In this workshop, we will provide an overview of methods for generalizing and transporting treatment effects from RCTs to defined target populations. Participants will receive SAS and R code to combine publicly available RCT and real-world data. Participants will gain an understanding of the theory underlying external validity. Using graphics and quantitative metrics, participants will evaluate the suitability of and compare effect estimates transported to various target populations.

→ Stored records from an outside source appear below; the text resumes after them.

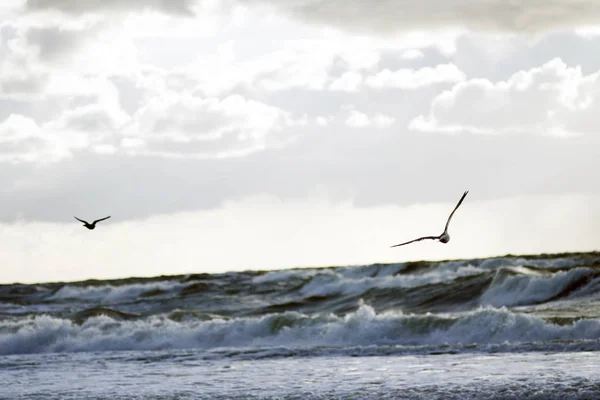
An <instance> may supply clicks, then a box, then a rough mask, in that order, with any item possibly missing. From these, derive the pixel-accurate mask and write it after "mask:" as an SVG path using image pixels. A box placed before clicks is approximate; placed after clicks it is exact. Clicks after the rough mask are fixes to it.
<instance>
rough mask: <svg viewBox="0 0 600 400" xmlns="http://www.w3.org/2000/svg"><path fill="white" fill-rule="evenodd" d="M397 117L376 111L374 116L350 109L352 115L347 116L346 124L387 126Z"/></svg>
mask: <svg viewBox="0 0 600 400" xmlns="http://www.w3.org/2000/svg"><path fill="white" fill-rule="evenodd" d="M394 121H395V119H394V118H393V117H390V116H388V115H385V114H381V113H376V114H374V115H373V116H372V117H369V116H368V115H367V114H365V113H362V112H360V111H357V110H350V115H349V116H348V118H346V125H347V126H349V127H350V128H367V127H370V126H373V127H375V128H387V127H389V126H390V125H391V124H392V123H394Z"/></svg>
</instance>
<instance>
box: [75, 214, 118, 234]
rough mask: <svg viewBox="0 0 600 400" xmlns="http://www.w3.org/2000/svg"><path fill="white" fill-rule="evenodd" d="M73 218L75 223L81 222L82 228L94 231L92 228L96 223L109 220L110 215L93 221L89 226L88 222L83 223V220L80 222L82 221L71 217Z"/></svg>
mask: <svg viewBox="0 0 600 400" xmlns="http://www.w3.org/2000/svg"><path fill="white" fill-rule="evenodd" d="M73 218H75V219H76V220H77V221H79V222H83V226H85V227H86V228H88V229H89V230H92V229H94V228H95V227H96V223H98V222H100V221H104V220H105V219H109V218H110V215H109V216H108V217H104V218H100V219H97V220H95V221H94V222H92V223H91V224H90V223H89V222H87V221H84V220H82V219H79V218H77V217H73Z"/></svg>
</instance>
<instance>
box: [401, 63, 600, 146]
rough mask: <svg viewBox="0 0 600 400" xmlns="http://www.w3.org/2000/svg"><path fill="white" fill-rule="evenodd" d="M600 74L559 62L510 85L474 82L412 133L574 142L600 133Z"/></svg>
mask: <svg viewBox="0 0 600 400" xmlns="http://www.w3.org/2000/svg"><path fill="white" fill-rule="evenodd" d="M599 112H600V71H599V72H595V73H592V74H589V75H584V74H583V73H582V70H581V68H580V67H579V66H576V67H569V66H567V65H566V64H565V63H564V62H563V61H562V60H561V59H560V58H555V59H553V60H551V61H549V62H547V63H545V64H544V65H542V66H541V67H536V68H531V69H529V70H525V71H519V72H517V73H515V74H513V75H512V76H511V77H510V78H509V79H508V80H506V81H498V82H491V81H489V80H487V79H471V80H468V81H464V82H459V83H457V84H456V85H455V86H454V87H453V88H452V89H450V90H447V91H445V92H443V93H441V94H440V95H438V96H437V97H435V99H434V100H433V102H432V104H431V108H430V111H429V115H427V116H424V115H420V116H419V117H417V118H415V119H414V120H412V121H411V123H410V125H409V127H410V129H413V130H418V131H434V132H471V133H476V134H503V133H531V134H539V135H555V136H569V135H576V134H586V133H596V132H597V125H598V124H597V115H598V113H599Z"/></svg>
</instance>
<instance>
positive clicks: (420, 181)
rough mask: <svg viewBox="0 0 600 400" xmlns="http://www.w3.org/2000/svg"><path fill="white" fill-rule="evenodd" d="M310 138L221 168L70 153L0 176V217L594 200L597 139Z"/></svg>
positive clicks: (251, 155)
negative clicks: (252, 204) (321, 196)
mask: <svg viewBox="0 0 600 400" xmlns="http://www.w3.org/2000/svg"><path fill="white" fill-rule="evenodd" d="M323 133H324V132H323V131H321V132H314V134H312V135H311V136H310V137H305V138H304V139H303V140H300V141H299V142H298V143H297V145H296V146H295V147H288V148H284V149H281V150H278V151H270V150H267V151H264V152H261V153H255V154H252V155H249V156H247V157H244V158H231V159H224V160H191V159H160V158H155V157H143V156H139V157H135V158H131V157H125V156H120V155H116V156H115V155H111V156H102V155H97V154H92V153H85V152H81V153H77V154H75V156H74V157H73V158H71V159H66V160H64V161H61V162H59V163H55V164H49V165H44V166H39V165H35V164H21V165H4V166H3V168H2V169H1V170H0V187H1V188H2V192H3V193H2V197H3V206H2V209H1V210H0V220H3V221H13V220H14V219H15V218H16V217H22V218H25V219H27V220H30V219H32V220H52V221H67V220H69V219H70V218H71V215H72V214H73V213H75V214H76V215H77V213H80V214H85V215H89V214H93V215H95V214H103V213H111V215H113V216H115V217H117V218H119V219H120V220H127V219H132V218H143V217H146V216H149V215H153V214H159V213H172V212H180V211H191V210H199V209H213V208H218V207H220V206H221V205H222V204H223V202H225V201H228V200H239V199H242V198H244V197H246V196H252V195H258V194H269V195H273V196H276V197H278V198H280V199H283V200H297V199H306V198H307V197H310V195H311V193H315V192H318V190H319V189H321V188H326V189H327V193H328V194H329V195H330V196H331V198H332V200H333V201H335V202H337V201H345V200H347V199H349V198H352V199H353V200H354V204H355V205H357V206H359V207H364V206H377V205H382V204H395V205H409V204H412V203H415V202H430V201H431V202H437V201H448V202H451V201H452V200H453V198H454V196H455V193H456V191H457V190H458V191H459V193H460V191H462V190H465V189H470V190H471V191H472V193H477V198H478V199H480V200H489V199H495V198H501V197H505V196H516V195H533V194H563V193H572V192H578V193H588V194H598V193H599V192H598V187H597V185H594V184H593V183H592V182H591V181H590V176H589V175H587V174H586V173H585V171H588V170H593V169H594V168H595V166H596V165H597V150H596V149H598V148H599V146H600V139H599V138H598V137H597V136H594V137H584V138H577V139H573V140H563V139H555V138H542V137H535V136H528V137H517V136H514V137H511V136H498V137H488V136H478V135H468V134H466V135H460V136H446V135H442V136H440V135H429V134H403V135H398V134H395V133H394V132H392V131H387V132H386V131H380V133H378V134H374V133H372V132H371V133H370V134H369V135H365V133H364V132H359V131H350V132H349V131H344V130H339V131H337V132H336V131H333V132H329V134H327V135H324V134H323Z"/></svg>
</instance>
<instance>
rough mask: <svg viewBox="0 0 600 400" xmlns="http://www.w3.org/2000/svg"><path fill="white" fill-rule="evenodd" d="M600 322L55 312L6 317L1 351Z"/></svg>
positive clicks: (474, 319)
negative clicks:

This workshop requires an introductory level of epidemiology training and is relevant for all interested in expanding their epidemiological toolkit. This workshop may be of particular interest to those focused on causal inference methods, pharmacoepidemiology, and comparative effectiveness research.

An Introduction to R for Epidemiologists
Jan 11 @ 12:00 pm – 4:00 pm

Session Chair: Steve Mooney, University of Washington

This workshop will introduce participants to the R statistical computing platform for use in epidemiologic analysis. It is not intended to transform untested novices into R wizards in a mere half-day; rather, the goal will be to introduce the conceptual underpinnings, tools, and external resources that participants will need to overcome barriers to using R that they might encounter on their own, later. The material is designed for epidemiologists who are already familiar performing analyses using other statistical software (e.g. SAS/Stata/SPSS) but who have no first-hand experience with the R language. More specifically, the course will cover 1) basic R syntax, 2) importing data, 3) constructing, cleaning, and manipulating data objects, 4) loading and using external packages, 5) simple statistical modeling, and 6) graphics. Participants must bring a laptop with R installed; the instructor will be available by email beforehand to assist with R installation if difficulties arise.

Scientific Manuscript Writing for Peer Review Journals: Communicating Results of Studies
Jan 15 @ 12:00 pm – 4:00 pm

Session Chair: Moyses Szklo, JHSPH

In this half-day workshop, participants will critically review a paper as initially submitted to the American Journal of Epidemiology, but not yet published. The paper will be sent to participants in advance of the workshop for their critical review. During the workshop, a presentation will be made regarding some of the main points to be considered when preparing or reviewing a manuscript. Small-group work will follow the presentation so that participants can compare their reviews and prepare a consolidated list of critical comments on the paper. Each group will designate a leader who will present the group’s review of the paper to the whole group of participants. At the end of the workshop, students will receive copies of the manuscript’s AjE reviews, the initial editorial decision, and the final accepted version of the paper.

Confounding control for estimating causal effects: Looking under the hood
Jan 22 @ 12:00 pm – 4:00 pm

Session Co-Chair: Nicolle Gatto, Pfizer Inc.
Session Co-Chair: Ulka Campbell, Pfizer Inc.

This workshop introduces concepts of causal inference and confounding control for causal effect estimation. We will introduce potential outcomes, and articulate the conceptual basis and assumptions for two g-methods – standardization via g-computation and inverse probability weighting. Starting with a simple point-treatment setting we will explore how these methods estimate a causal effect, comparing them to more conventional techniques such as multivariable regression and propensity score control. We will then build to the more complex scenario of time-dependent confounding. Participants will learn how to apply these methods in SAS and R using an observational dataset with the primary goal of unpacking any “black boxes” to clarify the links among the causal effect of interest, the mechanics of these g-methods, and the programming code.